I saw this movie over 35 years ago, as a child, late at night.It left a big impression on me and scared me to death. I recently saw it again and my earlier impressions were justified. Karloff tries to contact the soul of his dead wife using an apparatus comprised of metal helmets through which he directs psychic electricity. The whirling vortex of soul energy is a high point in the film. Karloff gets more and more creepily deranged as the movie goes on. Presumably the devil makes him do it. This film is really a well done minor gem. Fans of the mad scientist/laboratory genre will find much to enjoy. This film is a must for Karloff afficianados. It is unfortunately very difficult to find as it hasn't been on T.V.for years and no commercial video tapes exist. See it if you can!

Reviewed by kennethwright2612 8 / 10

Don't open that door!

Corny and cliche'd as The Devil Commands may look to the superficial gaze, it's a powerful expression of the inextinguishable and far from trivial human wish to believe that death is not the end and that the dead we loved are not forever lost to us. Karloff starred in a whole sub-genre of films on this theme from the middle 1930s to the early 1940s (cf The Invisible Ray, Before I Hang, The Man They Could Not Hang, etc), invariably as a misunderstood scientific genius, embittered by tragedy or injustice, whose desire to conquer death clashes fatally with the prerogatives of the Almighty.

Whether one believes in an afterlife or not, it would be a coarsely reductionist mind that could consider the subject ridiculous. What gives these films (and this one in particular) their eerily modernist slant on the matter lies in the way they reflect the public's awe of science in the first half of the twentieth century, when astonishing developments such as radio and television (and that weird form of immortality, the motion picture), made it seem believable that technology might solve the supernatural as well as the physical mysteries. It is worth remembering in this context that the contemporary electrical wizards Thomas Edison and Nikola Tesla, classical Mad Scientists both, attempted to build machines with which to talk to the dead.

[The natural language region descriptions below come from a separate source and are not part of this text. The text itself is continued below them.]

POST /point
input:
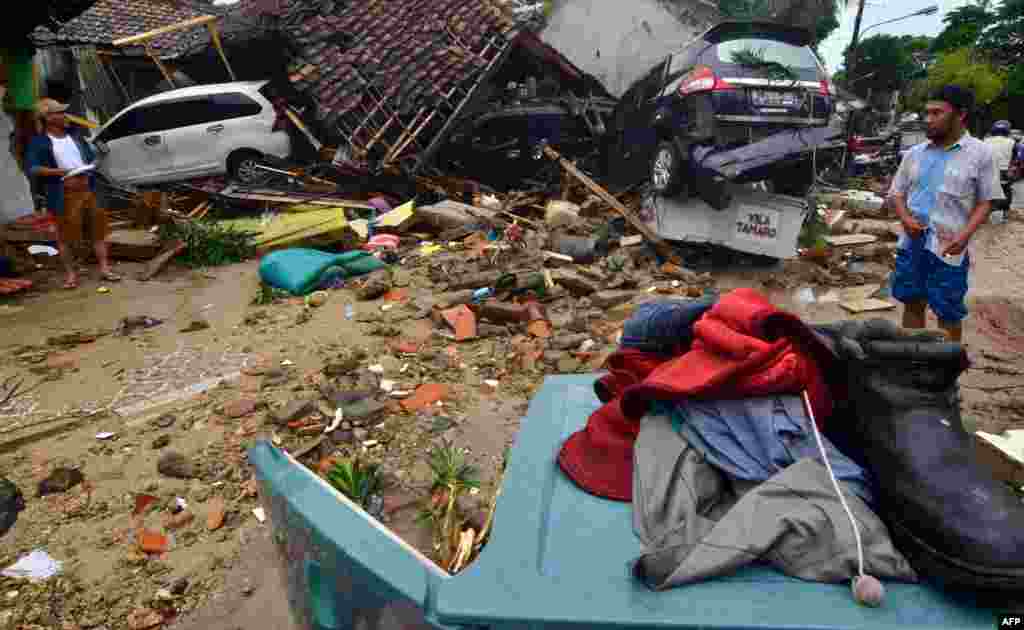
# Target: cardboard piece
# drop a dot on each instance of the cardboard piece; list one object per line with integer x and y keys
{"x": 866, "y": 305}
{"x": 851, "y": 239}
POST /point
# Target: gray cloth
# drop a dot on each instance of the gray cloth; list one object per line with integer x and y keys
{"x": 756, "y": 437}
{"x": 695, "y": 523}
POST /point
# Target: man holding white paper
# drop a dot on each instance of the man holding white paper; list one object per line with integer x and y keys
{"x": 942, "y": 194}
{"x": 64, "y": 163}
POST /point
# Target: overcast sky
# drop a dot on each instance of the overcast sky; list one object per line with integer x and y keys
{"x": 881, "y": 10}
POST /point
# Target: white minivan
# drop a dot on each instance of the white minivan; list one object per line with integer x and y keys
{"x": 193, "y": 132}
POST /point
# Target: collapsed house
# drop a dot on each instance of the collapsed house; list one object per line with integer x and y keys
{"x": 389, "y": 83}
{"x": 85, "y": 63}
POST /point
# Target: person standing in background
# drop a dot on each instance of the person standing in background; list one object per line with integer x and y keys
{"x": 1003, "y": 147}
{"x": 942, "y": 194}
{"x": 51, "y": 156}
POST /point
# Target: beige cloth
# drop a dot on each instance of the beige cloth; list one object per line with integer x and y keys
{"x": 695, "y": 523}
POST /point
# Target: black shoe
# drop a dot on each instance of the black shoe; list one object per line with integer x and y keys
{"x": 956, "y": 525}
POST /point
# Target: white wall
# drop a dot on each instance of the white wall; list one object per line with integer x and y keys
{"x": 620, "y": 40}
{"x": 15, "y": 200}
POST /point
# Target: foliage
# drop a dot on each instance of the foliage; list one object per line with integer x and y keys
{"x": 964, "y": 27}
{"x": 994, "y": 29}
{"x": 268, "y": 295}
{"x": 886, "y": 63}
{"x": 355, "y": 479}
{"x": 455, "y": 538}
{"x": 209, "y": 243}
{"x": 967, "y": 68}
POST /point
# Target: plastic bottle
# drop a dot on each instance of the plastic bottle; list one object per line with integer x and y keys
{"x": 481, "y": 294}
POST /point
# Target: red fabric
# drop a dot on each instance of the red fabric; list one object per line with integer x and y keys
{"x": 626, "y": 367}
{"x": 743, "y": 346}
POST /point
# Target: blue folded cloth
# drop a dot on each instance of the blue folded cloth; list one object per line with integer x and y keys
{"x": 754, "y": 438}
{"x": 665, "y": 327}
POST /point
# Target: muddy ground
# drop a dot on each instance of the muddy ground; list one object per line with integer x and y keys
{"x": 252, "y": 360}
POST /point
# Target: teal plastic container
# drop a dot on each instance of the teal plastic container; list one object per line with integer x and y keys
{"x": 558, "y": 558}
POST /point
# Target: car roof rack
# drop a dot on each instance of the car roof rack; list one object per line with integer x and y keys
{"x": 732, "y": 29}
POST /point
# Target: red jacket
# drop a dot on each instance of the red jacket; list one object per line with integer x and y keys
{"x": 743, "y": 346}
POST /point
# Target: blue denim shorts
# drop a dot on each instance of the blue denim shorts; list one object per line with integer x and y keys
{"x": 922, "y": 276}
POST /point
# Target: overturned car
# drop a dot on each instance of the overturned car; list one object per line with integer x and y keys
{"x": 742, "y": 102}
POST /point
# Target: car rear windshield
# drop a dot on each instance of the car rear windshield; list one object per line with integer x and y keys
{"x": 736, "y": 51}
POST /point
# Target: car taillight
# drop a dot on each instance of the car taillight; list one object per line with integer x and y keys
{"x": 281, "y": 119}
{"x": 702, "y": 79}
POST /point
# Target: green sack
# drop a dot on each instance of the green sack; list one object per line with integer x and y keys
{"x": 299, "y": 270}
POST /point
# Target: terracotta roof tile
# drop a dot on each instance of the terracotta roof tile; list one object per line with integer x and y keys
{"x": 108, "y": 21}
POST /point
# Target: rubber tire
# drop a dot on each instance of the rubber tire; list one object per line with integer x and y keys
{"x": 236, "y": 160}
{"x": 677, "y": 181}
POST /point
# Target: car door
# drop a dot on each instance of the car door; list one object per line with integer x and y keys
{"x": 237, "y": 121}
{"x": 639, "y": 135}
{"x": 134, "y": 148}
{"x": 196, "y": 137}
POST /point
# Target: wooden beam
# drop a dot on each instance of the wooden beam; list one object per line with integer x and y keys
{"x": 160, "y": 65}
{"x": 215, "y": 37}
{"x": 148, "y": 35}
{"x": 81, "y": 122}
{"x": 659, "y": 245}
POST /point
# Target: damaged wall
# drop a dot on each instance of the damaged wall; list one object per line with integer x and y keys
{"x": 617, "y": 42}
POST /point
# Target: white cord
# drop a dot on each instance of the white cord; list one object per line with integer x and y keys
{"x": 832, "y": 475}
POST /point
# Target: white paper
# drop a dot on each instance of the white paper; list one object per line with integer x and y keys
{"x": 88, "y": 168}
{"x": 37, "y": 567}
{"x": 43, "y": 249}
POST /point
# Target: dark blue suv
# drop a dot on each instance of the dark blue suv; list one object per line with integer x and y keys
{"x": 743, "y": 101}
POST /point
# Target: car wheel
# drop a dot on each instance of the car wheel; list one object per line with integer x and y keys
{"x": 667, "y": 170}
{"x": 243, "y": 165}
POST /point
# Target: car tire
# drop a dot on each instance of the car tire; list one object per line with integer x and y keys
{"x": 241, "y": 166}
{"x": 667, "y": 177}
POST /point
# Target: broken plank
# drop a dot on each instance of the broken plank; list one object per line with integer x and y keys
{"x": 316, "y": 201}
{"x": 851, "y": 239}
{"x": 158, "y": 263}
{"x": 1004, "y": 454}
{"x": 134, "y": 244}
{"x": 866, "y": 305}
{"x": 658, "y": 243}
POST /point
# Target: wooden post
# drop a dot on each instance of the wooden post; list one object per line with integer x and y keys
{"x": 659, "y": 245}
{"x": 160, "y": 65}
{"x": 215, "y": 37}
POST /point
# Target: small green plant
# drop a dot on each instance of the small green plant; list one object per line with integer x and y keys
{"x": 357, "y": 480}
{"x": 454, "y": 476}
{"x": 209, "y": 243}
{"x": 267, "y": 295}
{"x": 452, "y": 470}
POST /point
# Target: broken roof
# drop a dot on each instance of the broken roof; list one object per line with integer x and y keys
{"x": 389, "y": 76}
{"x": 108, "y": 21}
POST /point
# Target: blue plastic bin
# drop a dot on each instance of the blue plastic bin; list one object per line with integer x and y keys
{"x": 558, "y": 557}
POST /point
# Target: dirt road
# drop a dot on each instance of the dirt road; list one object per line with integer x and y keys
{"x": 270, "y": 355}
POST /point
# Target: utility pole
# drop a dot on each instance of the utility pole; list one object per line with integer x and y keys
{"x": 851, "y": 66}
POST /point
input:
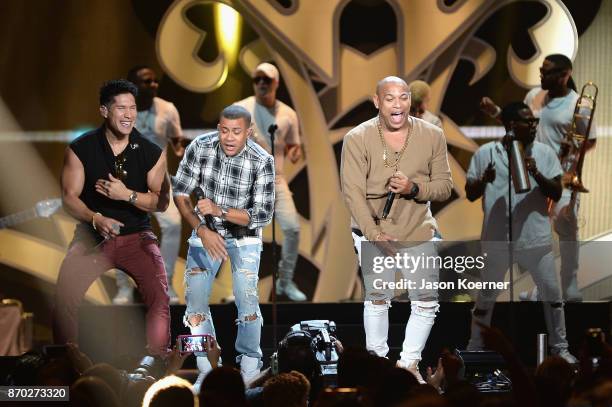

In this morbidly obsessive cinematic byway The Devil Commands stands out as one of the most insidiously poignant and nearly blasphemous films of its kind, sailing very close to the emotional and spiritual wind in its depiction of Karloff's bizarre attempts to communicate with his dead wife. As a mad-scientist entertainment it contains some of the most magnificently deranged laboratory scenes ever filmed, surpassed in this context only by James Whale's Frankenstein and Bride Of Frankenstein. I still succumb to its mournful fascination. And if your first viewing doesn't scare you half to death, you can't be more than half alive.